Just to be clear, we talked to Team Talos member CCP Masterplan. We didn’t get CCP’s master plan. We’re good, but we’re not gods here, folks. So Arrendis and I sat down with CCP Masterplan to talk about the team and how things were going. And now that we’re past the clickbait, read on!
Ahead of CCP’s January release initially slated for Jan. 14, we had the opportunity to sit down and discuss all things Talos with Masterplan, ranging from Masterplan’s history at CCP and the origins of Team Talos, through their previous releases, and into some of Talos’ future plans. This article is not the complete transcribed interview, as that was more than eight thousand words of meandering discussion in total, but is representative of the discussion and the topics we covered. For the sake of transparency, we should also mention that our conversation was a wide-ranging discussion of many topics, and this article is organised to be a thematic progression instead of a chronological account of the interview.
Masterplan and the Formation of Talos
So who is CCP Masterplan? As he put it, Masterplan is “a gameplay programmer”, which he explained as, “the majority of what I do is actual programming but a good chunk of what I do is gameplay work,” taking ideas from concept through to implementation.

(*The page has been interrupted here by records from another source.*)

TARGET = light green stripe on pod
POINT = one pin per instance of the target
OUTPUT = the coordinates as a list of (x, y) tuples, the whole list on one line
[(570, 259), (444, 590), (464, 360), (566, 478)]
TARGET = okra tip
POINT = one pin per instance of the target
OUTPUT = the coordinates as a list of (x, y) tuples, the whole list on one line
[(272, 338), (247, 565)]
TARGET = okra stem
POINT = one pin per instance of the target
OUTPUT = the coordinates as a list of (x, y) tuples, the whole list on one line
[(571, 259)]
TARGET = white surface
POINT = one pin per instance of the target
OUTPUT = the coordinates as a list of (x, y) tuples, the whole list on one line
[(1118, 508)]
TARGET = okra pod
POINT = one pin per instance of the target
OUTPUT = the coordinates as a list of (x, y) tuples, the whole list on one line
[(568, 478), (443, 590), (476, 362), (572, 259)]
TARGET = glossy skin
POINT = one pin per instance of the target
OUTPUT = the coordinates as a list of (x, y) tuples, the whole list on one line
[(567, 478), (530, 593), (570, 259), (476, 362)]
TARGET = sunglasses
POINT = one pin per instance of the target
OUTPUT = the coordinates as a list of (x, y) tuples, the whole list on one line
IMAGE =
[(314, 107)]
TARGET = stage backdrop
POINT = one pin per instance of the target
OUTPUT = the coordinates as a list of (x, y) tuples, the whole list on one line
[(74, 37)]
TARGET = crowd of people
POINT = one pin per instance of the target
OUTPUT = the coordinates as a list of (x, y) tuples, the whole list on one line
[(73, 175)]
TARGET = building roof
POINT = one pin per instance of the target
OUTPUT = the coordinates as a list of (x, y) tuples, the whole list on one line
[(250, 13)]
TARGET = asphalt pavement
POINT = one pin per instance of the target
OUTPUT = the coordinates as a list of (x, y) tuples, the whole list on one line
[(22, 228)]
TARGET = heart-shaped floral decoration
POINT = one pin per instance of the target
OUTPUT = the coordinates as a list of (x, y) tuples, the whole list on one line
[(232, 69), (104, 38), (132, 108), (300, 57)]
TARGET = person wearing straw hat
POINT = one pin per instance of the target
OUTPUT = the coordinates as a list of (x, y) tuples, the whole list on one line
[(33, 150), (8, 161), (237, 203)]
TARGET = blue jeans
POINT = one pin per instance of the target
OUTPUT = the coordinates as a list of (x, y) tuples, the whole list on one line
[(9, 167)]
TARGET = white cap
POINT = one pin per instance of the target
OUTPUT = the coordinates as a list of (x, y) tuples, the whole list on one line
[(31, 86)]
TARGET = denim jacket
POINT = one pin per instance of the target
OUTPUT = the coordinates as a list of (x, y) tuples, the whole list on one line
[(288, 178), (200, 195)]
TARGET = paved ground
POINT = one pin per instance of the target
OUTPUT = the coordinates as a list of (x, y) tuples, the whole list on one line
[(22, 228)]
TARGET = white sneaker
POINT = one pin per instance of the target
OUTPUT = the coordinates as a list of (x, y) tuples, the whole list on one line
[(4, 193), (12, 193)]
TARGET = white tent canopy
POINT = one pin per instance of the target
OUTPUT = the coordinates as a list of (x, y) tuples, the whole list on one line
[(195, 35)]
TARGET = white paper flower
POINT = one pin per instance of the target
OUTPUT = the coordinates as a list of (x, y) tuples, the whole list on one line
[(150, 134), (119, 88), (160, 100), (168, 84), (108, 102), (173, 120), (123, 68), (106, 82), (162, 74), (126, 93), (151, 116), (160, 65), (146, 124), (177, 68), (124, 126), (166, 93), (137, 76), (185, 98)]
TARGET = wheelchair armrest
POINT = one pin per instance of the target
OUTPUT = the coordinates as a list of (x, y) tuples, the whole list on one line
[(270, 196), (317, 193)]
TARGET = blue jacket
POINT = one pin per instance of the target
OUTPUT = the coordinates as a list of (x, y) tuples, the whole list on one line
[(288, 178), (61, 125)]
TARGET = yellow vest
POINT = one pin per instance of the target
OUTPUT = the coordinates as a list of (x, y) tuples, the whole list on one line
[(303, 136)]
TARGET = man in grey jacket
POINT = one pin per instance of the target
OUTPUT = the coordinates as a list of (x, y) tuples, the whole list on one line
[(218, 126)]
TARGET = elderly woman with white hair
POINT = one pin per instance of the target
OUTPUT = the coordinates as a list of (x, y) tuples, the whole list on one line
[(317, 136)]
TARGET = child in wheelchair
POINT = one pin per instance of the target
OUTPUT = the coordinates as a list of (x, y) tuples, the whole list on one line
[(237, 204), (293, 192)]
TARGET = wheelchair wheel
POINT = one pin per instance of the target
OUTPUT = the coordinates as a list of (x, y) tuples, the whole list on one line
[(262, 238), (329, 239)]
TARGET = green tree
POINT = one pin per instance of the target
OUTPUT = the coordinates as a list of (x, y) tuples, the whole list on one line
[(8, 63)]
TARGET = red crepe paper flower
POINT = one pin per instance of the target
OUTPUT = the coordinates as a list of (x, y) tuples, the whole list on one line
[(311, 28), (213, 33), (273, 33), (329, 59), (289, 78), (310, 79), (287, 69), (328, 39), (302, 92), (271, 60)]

A ten-year veteran with CCP, he’s worked on a number of projects, including the Crimewatch overhaul in 2012. In the years since, he has been a constant member of Team Five-0, until the formation of Team Talos last year.
That came as part of a mass shake-up at CCP, which saw all of the development teams reorganised. The change brought together CCPs Rise, Masterplan, Paradox and Trashmob, alongside CCP Nomad, who will be a new name for many players. CCP Nomad is a Senior GM focusing on Customer Support for Talos, but is also trying his hand at some balancing and tiericide development work.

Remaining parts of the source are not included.